China’s digital wallets are looking at how fintechs can diversify and go beyond a bank-only model for financial institutions only. Instead, they can directly address consumers and their daily shopping and spending habits by quickly integrating other ecommerce platforms and offering digital discounts.

WeChat features in one app

  • Quick Pay for paying merchants
  • Send money to friends and family
  • Tencent digital currencies to boost payments in the ecosystem (i.e. gaming)
  • Go Dutch for splitting accounts
  • Access to ride sharing app
  • Buy group coupons
  • Asset management products
  • Tap to pay for utilities and phone bills
  • Access to website for clothing and skin care products
  • Access to deals through ecommerce giant JD
  • Integration of Starbucks and other major brands

Wood, who was present Rosenblatt’s 12th Annual Fintech Summit Last week highlighted a scenario of banks switching to utilities as agile fintechs quickly seize their opportunities to acquire new customers more cheaply – while offering more, reports Forbes.

Regional banks that invest $ 1,500 to get a new customer on board by using interest rates as carrot sticks compete with fintechs like Square and Venmo that can leverage a slew of rich features and benefits to sign up a new user by invest about $ 20.

Wood says,

“Square SQ Cash App and PayPal PYPL’s Venmo are evolving to the point where customers no longer need to use a traditional bank. Once they have their own bank charters, they start to circle circles around the banks. That is eroding banks and becoming more like utilities. ”

The road to dominance for fintechs can even be faster than Facebook’s trajectory. As banks lose ground in the payment sector, the use of cash and credit cards is also decreasing.
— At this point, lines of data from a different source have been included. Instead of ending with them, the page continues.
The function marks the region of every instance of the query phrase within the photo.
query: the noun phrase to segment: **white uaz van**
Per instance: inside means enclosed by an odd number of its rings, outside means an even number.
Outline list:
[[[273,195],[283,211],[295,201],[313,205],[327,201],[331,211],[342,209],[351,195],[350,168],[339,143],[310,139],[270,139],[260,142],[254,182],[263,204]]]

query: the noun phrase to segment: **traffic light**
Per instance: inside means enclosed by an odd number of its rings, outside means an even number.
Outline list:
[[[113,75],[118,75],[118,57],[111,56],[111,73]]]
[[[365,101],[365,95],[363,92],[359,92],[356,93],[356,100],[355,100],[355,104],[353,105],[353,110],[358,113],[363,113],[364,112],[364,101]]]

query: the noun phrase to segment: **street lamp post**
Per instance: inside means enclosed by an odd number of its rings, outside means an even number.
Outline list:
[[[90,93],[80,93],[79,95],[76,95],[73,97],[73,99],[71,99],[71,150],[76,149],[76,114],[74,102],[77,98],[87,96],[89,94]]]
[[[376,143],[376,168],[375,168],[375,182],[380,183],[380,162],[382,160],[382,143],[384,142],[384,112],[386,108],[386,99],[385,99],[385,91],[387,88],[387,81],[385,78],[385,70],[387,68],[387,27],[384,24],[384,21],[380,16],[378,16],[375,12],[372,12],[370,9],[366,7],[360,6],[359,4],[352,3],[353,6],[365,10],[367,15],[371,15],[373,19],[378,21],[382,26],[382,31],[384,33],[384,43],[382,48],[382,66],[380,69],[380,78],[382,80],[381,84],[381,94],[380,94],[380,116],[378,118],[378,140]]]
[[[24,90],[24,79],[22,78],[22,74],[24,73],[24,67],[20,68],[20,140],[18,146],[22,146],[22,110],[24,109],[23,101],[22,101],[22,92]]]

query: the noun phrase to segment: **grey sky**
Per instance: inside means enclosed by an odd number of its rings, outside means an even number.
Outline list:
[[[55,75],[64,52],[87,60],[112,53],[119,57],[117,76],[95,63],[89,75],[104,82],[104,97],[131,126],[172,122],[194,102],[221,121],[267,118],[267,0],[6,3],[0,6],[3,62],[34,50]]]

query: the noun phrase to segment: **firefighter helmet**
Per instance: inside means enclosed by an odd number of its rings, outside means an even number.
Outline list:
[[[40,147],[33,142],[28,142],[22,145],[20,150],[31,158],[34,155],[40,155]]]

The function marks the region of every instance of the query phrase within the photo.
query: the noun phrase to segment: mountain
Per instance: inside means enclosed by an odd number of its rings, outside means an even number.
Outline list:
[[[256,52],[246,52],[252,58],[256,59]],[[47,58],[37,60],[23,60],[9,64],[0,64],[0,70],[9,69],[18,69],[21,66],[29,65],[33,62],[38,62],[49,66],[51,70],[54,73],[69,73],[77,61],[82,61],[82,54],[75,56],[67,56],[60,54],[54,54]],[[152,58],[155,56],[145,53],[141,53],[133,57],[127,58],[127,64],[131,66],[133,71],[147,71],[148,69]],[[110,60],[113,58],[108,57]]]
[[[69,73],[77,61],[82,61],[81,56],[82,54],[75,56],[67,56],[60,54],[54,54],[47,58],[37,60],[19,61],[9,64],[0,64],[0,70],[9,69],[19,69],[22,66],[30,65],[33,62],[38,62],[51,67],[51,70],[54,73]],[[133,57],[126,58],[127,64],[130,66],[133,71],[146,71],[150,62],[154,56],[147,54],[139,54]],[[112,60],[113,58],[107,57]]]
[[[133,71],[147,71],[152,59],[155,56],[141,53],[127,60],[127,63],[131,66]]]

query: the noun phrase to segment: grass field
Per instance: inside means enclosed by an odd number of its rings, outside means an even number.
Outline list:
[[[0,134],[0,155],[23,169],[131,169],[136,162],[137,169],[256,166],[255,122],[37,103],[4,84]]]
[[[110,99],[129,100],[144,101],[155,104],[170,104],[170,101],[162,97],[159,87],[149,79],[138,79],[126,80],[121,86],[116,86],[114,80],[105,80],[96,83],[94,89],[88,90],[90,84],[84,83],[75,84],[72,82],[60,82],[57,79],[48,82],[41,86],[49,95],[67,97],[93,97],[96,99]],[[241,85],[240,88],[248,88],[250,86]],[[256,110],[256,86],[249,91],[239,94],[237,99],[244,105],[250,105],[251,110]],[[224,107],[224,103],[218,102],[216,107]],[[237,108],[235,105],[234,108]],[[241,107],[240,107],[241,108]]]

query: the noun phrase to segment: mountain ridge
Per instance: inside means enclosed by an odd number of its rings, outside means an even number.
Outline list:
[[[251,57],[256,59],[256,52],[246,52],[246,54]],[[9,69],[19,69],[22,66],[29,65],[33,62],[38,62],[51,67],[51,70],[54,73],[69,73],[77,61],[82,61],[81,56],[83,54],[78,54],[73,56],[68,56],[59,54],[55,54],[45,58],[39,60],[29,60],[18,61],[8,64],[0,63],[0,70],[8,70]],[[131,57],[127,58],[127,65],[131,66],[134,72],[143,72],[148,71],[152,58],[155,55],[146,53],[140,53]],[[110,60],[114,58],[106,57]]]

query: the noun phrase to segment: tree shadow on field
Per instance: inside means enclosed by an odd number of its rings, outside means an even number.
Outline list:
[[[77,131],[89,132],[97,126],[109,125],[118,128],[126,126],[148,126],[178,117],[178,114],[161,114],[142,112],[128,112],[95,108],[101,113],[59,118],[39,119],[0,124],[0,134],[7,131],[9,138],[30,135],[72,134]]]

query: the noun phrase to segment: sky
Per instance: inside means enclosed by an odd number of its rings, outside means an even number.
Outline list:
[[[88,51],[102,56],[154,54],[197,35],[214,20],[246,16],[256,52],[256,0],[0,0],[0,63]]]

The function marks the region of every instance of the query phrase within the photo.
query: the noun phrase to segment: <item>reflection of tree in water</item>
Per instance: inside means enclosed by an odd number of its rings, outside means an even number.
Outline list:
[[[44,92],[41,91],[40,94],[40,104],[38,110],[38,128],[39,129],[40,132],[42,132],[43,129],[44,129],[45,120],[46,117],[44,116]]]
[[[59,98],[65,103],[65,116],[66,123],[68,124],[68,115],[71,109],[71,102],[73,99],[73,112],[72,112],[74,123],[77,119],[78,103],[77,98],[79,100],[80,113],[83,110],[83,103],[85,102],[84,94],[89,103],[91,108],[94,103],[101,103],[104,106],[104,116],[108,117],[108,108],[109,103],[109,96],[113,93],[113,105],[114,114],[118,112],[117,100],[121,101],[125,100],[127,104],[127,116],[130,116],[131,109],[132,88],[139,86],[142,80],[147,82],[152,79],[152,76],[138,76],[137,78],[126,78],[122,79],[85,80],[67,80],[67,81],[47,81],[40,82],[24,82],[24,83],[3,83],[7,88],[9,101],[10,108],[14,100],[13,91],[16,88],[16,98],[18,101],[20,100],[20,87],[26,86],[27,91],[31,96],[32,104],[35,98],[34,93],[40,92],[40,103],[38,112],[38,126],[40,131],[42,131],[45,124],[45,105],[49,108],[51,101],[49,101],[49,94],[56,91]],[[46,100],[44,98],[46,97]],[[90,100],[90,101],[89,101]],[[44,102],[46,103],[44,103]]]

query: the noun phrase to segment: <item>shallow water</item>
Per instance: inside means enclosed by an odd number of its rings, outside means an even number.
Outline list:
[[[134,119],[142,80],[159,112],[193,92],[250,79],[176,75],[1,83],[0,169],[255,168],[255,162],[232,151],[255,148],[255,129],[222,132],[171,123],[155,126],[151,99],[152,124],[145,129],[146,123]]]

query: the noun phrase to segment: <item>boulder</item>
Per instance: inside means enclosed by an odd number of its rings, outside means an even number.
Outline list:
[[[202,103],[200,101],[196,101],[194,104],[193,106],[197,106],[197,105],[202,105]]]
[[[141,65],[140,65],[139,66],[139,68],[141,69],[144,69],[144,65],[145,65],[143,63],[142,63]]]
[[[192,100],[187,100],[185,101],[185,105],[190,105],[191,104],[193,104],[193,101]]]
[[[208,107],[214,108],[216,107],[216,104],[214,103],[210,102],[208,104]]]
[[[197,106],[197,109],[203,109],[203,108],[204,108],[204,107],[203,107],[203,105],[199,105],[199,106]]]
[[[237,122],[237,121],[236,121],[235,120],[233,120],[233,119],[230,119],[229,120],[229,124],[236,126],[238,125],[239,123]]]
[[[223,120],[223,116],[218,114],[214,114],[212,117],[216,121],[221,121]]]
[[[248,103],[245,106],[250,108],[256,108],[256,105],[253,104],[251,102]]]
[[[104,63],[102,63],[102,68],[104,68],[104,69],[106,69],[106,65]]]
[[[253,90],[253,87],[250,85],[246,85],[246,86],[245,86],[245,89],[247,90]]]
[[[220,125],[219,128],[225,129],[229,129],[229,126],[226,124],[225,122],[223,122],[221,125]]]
According to research by Mordor Intelligence, mobile payments powered by digital wallets are expected to increase with a compound annual growth rate of 26.93% between 2020 and 2025.

Adds wood,

“Cash app and Venmo are adopted twice as fast as social networks like Facebook used to be adopted … It takes a year to achieve the network effect that lasted two years in the early days of social media.”

Alipay is currently the world’s largest mobile payment platform with over 1.2 billion users.